INTX 2016: Cisco Touts Growth of Flagship Cable Access Platform
A year after Cisco Systems used INTX in Chicago to trot out its next-gen cable access platform, the vendor announced ahead of this year’s confab in Boston that the cBR-8 is approaching 100 customers worldwide, with 30 already in deployment.
Cisco said cBR-8, a high-density Converged Cable Access Platform (CCAP) product Cisco is now also referring to as its “Giga box,” is also employing DOCSIS 3.1, the industry’s new multi-gigabit CableLabs spec for hybrid fiber/coax networks.

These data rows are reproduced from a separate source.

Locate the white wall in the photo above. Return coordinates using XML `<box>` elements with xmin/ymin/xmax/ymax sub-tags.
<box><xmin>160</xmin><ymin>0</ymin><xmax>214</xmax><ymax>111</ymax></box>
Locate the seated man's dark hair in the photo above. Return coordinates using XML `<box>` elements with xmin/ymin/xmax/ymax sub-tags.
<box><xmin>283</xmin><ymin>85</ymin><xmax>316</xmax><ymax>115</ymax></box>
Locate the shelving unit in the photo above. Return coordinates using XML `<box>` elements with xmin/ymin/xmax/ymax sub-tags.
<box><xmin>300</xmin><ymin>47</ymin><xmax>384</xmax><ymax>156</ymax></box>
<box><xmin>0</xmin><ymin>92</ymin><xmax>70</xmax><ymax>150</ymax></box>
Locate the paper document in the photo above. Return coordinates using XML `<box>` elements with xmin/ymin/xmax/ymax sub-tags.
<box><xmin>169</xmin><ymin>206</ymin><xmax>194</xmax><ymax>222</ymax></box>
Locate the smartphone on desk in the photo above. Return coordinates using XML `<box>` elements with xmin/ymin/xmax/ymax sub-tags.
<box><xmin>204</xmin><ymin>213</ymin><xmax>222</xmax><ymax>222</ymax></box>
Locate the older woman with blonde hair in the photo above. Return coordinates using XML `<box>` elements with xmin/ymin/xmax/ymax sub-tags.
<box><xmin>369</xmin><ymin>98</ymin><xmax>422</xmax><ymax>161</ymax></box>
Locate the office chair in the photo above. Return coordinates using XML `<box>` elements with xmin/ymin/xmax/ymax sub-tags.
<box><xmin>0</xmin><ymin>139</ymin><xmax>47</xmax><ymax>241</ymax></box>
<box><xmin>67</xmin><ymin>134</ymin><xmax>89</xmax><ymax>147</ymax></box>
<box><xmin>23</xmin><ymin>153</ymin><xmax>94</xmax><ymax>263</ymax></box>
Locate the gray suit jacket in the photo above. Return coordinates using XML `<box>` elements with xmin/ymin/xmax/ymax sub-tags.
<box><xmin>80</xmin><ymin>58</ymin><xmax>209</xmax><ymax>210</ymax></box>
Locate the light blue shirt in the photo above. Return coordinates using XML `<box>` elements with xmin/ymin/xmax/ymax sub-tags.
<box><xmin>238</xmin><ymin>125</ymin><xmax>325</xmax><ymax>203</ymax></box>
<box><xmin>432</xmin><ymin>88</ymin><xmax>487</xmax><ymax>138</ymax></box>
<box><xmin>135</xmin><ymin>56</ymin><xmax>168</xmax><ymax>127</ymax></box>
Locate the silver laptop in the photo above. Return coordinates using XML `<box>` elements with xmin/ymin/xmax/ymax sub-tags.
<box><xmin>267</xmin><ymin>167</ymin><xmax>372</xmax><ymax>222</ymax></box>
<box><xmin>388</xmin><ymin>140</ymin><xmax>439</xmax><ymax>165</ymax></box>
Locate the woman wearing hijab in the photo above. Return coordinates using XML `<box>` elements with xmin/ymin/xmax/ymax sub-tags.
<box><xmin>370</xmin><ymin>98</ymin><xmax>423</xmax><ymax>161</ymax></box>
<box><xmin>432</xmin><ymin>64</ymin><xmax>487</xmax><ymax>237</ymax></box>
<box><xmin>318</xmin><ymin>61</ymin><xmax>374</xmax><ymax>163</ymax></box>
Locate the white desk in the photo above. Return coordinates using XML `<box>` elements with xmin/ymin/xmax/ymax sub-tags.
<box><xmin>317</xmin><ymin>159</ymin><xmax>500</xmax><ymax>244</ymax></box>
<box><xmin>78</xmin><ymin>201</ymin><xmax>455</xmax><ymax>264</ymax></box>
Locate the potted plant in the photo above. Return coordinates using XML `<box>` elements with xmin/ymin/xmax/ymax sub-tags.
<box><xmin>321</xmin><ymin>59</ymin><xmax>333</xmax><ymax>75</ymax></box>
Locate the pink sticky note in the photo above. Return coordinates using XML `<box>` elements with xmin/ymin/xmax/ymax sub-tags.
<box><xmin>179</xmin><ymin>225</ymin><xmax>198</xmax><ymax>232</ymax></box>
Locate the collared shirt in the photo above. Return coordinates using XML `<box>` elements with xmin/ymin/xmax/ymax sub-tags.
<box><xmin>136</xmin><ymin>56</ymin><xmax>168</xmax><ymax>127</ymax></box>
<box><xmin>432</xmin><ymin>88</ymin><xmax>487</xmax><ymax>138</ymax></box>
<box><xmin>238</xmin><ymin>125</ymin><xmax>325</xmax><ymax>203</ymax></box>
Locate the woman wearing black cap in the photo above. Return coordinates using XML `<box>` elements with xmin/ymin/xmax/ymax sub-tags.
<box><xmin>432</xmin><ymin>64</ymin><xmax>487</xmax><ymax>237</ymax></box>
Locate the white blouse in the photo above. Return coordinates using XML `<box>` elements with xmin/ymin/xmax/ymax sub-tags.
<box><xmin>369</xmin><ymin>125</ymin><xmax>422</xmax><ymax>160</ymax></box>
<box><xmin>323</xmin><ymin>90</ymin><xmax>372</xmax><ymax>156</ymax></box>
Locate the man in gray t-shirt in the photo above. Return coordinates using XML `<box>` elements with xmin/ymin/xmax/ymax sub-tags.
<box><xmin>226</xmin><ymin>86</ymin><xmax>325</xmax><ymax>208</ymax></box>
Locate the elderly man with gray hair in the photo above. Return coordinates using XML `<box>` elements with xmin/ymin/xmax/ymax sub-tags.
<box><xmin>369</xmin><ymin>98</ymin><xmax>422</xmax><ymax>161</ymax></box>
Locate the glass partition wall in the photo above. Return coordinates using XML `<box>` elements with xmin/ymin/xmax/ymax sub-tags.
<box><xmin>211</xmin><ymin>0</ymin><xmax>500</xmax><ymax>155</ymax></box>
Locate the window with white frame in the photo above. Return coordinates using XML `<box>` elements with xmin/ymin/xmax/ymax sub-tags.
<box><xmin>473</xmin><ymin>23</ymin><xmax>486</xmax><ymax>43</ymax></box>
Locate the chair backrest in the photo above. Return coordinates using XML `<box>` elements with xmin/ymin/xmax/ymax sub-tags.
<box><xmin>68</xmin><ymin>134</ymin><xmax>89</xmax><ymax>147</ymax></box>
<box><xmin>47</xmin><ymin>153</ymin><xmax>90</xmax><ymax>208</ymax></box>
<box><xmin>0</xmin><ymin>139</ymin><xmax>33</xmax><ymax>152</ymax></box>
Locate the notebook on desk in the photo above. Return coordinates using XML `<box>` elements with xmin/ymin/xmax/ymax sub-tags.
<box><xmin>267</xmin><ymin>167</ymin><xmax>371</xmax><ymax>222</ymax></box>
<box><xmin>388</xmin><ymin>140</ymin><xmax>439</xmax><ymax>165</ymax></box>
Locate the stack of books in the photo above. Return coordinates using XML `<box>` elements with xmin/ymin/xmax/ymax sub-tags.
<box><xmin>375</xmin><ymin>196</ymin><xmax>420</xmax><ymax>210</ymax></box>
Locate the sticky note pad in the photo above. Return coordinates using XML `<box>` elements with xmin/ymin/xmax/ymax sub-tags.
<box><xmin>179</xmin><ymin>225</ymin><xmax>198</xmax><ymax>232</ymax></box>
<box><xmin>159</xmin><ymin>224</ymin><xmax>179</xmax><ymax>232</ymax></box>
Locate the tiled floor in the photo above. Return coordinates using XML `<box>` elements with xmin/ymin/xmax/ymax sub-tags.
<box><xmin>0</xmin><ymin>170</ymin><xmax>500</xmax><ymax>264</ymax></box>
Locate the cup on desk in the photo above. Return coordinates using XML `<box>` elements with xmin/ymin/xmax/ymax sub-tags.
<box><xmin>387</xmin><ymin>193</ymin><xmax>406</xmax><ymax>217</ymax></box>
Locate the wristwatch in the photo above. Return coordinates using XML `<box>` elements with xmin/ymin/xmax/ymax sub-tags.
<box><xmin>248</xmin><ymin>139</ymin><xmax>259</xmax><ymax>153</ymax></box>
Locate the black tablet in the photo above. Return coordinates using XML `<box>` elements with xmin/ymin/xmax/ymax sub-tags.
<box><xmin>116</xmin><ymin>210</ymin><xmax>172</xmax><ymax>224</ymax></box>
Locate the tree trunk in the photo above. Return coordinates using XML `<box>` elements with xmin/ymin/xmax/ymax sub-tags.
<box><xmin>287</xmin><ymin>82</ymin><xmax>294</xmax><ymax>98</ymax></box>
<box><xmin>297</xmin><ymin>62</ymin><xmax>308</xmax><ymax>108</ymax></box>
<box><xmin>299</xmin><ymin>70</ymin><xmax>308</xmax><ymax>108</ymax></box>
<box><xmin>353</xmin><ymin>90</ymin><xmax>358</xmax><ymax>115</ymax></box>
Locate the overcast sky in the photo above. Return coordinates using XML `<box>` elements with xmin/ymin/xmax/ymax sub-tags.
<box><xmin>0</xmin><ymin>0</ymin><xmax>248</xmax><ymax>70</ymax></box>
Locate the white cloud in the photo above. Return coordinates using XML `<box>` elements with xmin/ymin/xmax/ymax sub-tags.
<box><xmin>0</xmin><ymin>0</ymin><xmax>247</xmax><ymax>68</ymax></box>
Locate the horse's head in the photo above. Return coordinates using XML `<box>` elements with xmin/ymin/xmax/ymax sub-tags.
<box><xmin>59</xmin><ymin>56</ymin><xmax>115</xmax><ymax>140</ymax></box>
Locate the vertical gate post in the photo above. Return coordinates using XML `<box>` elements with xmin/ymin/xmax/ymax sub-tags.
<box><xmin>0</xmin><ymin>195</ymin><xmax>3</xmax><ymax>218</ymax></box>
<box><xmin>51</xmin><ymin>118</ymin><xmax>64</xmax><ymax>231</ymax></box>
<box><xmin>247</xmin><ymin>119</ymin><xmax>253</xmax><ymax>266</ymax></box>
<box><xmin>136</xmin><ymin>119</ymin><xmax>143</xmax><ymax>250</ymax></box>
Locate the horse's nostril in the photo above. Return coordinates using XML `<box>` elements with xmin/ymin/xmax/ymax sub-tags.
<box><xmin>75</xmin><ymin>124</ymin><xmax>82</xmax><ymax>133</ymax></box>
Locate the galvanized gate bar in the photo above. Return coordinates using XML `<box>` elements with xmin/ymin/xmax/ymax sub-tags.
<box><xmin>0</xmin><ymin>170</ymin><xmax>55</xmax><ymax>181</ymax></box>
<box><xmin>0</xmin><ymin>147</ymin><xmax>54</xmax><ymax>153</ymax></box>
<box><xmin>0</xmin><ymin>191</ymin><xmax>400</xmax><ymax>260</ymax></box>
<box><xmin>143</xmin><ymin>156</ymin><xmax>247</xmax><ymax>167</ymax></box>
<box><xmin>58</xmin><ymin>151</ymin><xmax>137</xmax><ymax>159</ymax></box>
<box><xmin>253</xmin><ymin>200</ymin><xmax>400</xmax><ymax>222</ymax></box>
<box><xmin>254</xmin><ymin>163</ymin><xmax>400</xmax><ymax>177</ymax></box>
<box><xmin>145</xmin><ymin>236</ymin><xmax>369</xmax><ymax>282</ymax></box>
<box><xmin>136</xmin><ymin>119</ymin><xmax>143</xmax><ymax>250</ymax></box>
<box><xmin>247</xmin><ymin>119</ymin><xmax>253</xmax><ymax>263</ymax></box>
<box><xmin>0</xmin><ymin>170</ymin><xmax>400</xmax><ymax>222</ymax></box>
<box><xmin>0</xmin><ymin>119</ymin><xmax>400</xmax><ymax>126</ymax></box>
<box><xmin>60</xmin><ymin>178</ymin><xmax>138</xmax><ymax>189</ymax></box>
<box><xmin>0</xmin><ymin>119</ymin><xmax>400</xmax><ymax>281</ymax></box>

The device, Cisco added, is deployed with operators in countries and regions that include the U.S., Europe, Asia Pacific, and Latin America, and is now being used to deliver services to more than 7 million pay TV subs. Recent wins include Midco, which has kicked off 1-Gig trials in Fargo, N.D., with plans to expand trials to Sioux Falls later this year. Quickline AG, meanwhile, has completed a migraiotn to the cBR-8 and is using it to help 21 cable operators deliver multi-Gigabit services for 400,000 customers in Switzerland.
Per a blog from Todd McCrum, senior director, strategy and product management at Cisco’s Cable Access Business Unit, the cBR-8 hardware shipping today also supports “Evolved CCAP” functionality, which includes DOCSIS 3.0, voice and MPEG video, plus DOCSIS 3.1 downstream and upstream and remote PHY.
Cisco is battling for dominance with other suppliers in the cable access market. Among individual companies, Arris held 53% of total revenues in the category at the end of 2015, followed by Cisco (26%) and Casa Systems (15%), according to SNL Kagan. In March, Jeff Heynen, senior research analyst for SNL Kagan, said Cisco has been picking up momentum in recent quarters as the cBR-8 gets into the field.